Antes da fama, porém, Rafael era baixinho e gordinho, sofreu bullying e chegou até a apanhar na escola. Em apenas dois anos, dos 12 para os 14 anos, sua sorte mudou radicalmente: ele espichou, emagreceu e virou “Colírio” da revista “Capricho”. “Quando eu queria ser ‘Colírio’, não tinha o perfil. Me inscrevia nos concursos, mas nunca era chamado, e meus amigos só davam risada. Aí, aos 13, cresci e emagreci. Quando a revista me chamou, eu ainda ganhei um blog, mas já não estava mais com tanta vontade de participar. Fiz mais para mostrar para quem tinha dado risada de mim na época. Depois de quatro meses, pedi para sair", recorda o adolescente.
Criado em 2013, o canal de Rafael no YouTube, "Me Apaixonei", tem mais de 360 mil inscritos e ganha cerca de 2.000 novos fãs por dia. E seu irmão mais novo, Daniel, 13 anos, já está seguindo os mesmos passos, com um canal próprio sobre o universo adolescente. Em relação à melhor e à pior parte dessa fase conturbada da vida, Rafael responde: “O bom é que não precisamos ser totalmente responsáveis como os adultos, mas também é mais difícil distinguir os sentimentos, separar uma quedinha de paixão ou amor. É uma mistura de emoções, depois, com o tempo, a gente adquire mais maturidade”, analisa ele, que está de férias nos Estados Unidos com a namorada, até meados de junho, e pretende fazer faculdade de publicidade e propaganda em 2016.

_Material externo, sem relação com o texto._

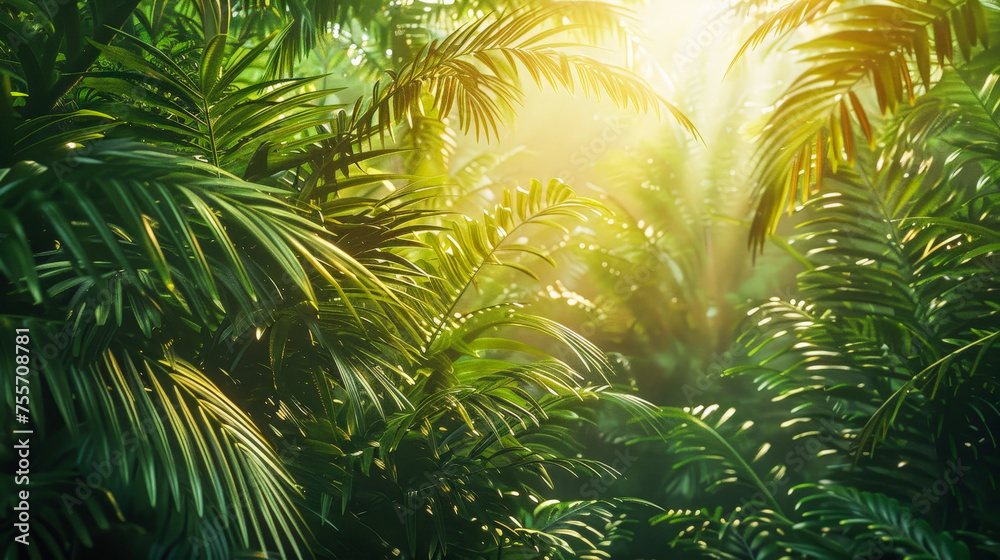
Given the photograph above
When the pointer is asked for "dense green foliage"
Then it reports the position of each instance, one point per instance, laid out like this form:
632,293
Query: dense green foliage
276,312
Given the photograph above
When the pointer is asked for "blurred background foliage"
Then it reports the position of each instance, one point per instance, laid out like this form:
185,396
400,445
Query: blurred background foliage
503,278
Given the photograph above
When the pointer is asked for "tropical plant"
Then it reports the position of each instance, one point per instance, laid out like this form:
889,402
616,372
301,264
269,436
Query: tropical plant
228,288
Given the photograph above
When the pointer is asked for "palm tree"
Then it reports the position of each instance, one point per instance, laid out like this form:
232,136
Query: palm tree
253,338
873,432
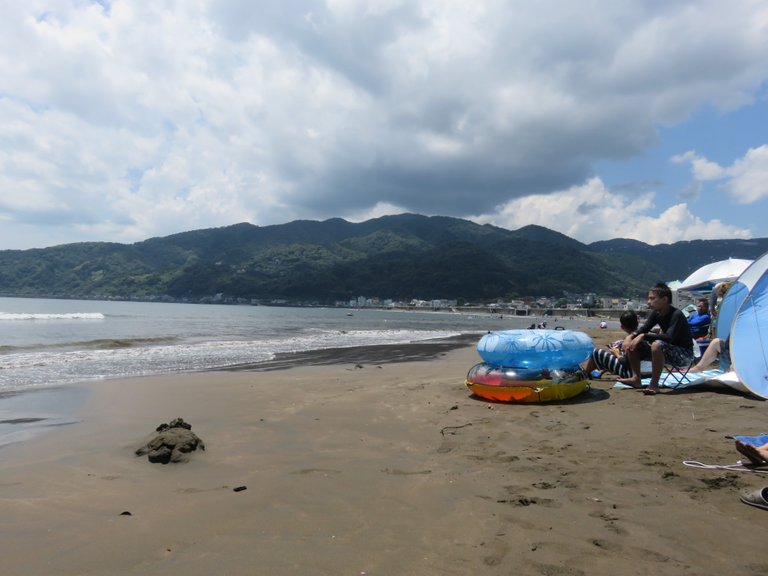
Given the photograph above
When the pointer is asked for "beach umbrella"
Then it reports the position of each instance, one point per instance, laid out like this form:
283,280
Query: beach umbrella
749,330
707,276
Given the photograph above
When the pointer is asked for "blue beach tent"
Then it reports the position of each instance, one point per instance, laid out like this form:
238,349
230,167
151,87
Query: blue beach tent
749,327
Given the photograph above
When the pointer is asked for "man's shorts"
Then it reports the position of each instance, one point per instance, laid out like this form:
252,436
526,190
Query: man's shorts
673,355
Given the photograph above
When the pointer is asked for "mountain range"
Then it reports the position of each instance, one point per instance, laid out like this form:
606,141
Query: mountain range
399,257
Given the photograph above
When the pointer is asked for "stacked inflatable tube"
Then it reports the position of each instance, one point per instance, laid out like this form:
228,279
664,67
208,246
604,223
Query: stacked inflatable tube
530,365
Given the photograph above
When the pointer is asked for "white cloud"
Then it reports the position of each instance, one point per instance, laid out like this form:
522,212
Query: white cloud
130,120
746,180
749,176
591,212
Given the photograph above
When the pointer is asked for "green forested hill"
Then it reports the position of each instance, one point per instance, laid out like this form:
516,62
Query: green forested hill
400,257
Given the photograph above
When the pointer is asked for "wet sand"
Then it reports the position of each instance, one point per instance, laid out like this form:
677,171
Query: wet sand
368,466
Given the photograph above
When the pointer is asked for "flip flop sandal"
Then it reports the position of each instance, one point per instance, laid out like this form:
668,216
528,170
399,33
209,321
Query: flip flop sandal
757,498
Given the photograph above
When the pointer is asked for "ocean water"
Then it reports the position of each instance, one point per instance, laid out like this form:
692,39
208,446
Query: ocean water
45,343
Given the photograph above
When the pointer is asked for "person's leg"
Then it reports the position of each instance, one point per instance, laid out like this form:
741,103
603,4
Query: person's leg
657,365
590,363
633,358
708,357
607,360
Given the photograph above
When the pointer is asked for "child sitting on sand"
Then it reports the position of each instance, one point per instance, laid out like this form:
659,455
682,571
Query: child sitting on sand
612,359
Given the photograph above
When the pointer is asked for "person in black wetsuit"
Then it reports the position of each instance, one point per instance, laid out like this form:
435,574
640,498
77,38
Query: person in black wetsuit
673,343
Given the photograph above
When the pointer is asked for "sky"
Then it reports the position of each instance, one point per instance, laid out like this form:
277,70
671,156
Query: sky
125,120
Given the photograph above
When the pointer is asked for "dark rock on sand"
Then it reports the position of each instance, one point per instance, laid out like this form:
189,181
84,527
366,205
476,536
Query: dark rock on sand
173,443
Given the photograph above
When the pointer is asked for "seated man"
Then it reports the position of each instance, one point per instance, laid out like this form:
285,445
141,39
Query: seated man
673,344
699,322
612,359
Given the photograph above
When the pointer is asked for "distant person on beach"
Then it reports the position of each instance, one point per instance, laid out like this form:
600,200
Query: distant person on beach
612,359
673,343
700,321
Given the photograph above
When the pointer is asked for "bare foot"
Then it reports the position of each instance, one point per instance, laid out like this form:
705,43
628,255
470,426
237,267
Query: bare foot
634,382
755,458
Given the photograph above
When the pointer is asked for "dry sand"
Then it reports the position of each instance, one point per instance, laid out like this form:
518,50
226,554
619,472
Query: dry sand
384,469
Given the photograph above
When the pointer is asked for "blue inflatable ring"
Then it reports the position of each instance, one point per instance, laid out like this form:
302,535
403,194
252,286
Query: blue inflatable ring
538,349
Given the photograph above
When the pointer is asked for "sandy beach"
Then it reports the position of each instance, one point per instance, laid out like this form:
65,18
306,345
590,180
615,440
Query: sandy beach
361,465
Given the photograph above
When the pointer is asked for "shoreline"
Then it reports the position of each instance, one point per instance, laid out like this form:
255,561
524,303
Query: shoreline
391,468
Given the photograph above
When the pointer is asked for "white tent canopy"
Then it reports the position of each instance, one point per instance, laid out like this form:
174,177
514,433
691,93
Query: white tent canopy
707,276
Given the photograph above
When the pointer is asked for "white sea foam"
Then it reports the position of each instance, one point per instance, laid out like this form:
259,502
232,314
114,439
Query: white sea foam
68,316
32,369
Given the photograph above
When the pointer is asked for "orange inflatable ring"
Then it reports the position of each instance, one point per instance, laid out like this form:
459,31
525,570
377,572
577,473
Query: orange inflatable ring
505,384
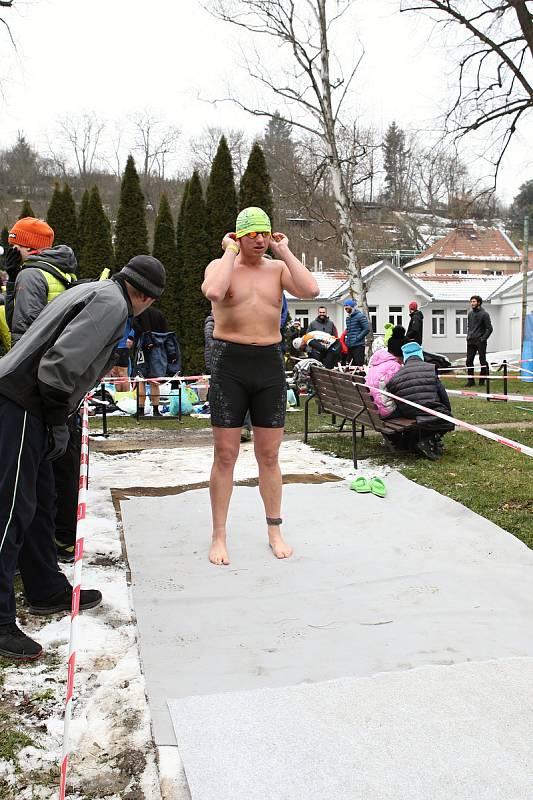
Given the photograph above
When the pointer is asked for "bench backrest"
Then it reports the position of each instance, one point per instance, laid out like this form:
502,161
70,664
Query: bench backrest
370,405
338,394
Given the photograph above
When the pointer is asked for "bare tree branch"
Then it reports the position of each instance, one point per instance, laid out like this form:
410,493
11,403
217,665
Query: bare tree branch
303,28
495,88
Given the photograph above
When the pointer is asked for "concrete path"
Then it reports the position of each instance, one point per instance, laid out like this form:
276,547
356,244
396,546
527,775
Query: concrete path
375,586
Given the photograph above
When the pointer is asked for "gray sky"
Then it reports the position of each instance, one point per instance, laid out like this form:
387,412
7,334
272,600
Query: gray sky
119,57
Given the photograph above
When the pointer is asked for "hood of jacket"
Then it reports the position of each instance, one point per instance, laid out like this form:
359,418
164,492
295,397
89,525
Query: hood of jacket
61,257
381,356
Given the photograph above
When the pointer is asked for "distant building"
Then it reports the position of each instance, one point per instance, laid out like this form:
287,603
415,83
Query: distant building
466,250
442,298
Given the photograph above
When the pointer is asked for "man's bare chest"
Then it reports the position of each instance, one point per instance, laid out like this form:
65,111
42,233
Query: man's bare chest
255,287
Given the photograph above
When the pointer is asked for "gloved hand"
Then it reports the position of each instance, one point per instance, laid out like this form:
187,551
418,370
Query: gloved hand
13,261
58,436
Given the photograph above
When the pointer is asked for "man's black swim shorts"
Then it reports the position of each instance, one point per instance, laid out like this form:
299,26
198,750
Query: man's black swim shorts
247,377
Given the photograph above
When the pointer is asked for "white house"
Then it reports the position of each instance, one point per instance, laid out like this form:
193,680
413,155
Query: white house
443,299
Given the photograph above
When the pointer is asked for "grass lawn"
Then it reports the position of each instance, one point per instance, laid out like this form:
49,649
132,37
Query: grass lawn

Sobre a função de seus livros e vídeos, Rafael afirma: “A gente recebe muitos comentários virtuais e nas ruas de adolescentes que estavam meio para baixo e viram um vídeo que os ajudou a superar esse momento”. O amigo Christian completa: “Acho que somos um pouco autoajuda, sim. A gente tenta orientar, falar: ‘Não vai por esse caminho’. Aí um diz que saiu da depressão e se animou com os nossos vídeos e livros. Quando a gente é adolescente, busca muitas respostas”, ressalta.
Da rede para os palcos e livros
A blogueira curitibana Kéfera Buchmann, 22 anos, começou a despontar na internet pelo desespero de ser atriz. A tentativa deu supercerto: criado em 2010, o canal dela, “5inco Minutos”, reúne 4,6 milhões de pessoas inscritas. Agora, ao lado da amiga Bruna Louise, ela finalmente realizou seu sonho, com a peça “Deixa Eu Te Contar”, que estreou em janeiro em São Paulo e, no dia 6 de junho, reestreia no Teatro Gazeta, na Avenida Paulista, para temporada até agosto. O espetáculo também já passou e ainda deve passar por outras cidades brasileiras.
Além da presença na rede e nos palcos, Kéfera dublou em 2014 o personagem Go Go Tomago, na animação “Operação Big Hero”, da Disney, e prevê o lançamento de seu primeiro livro – cujo título e tema ainda são secretos – para a Bienal do Livro do Rio, em setembro.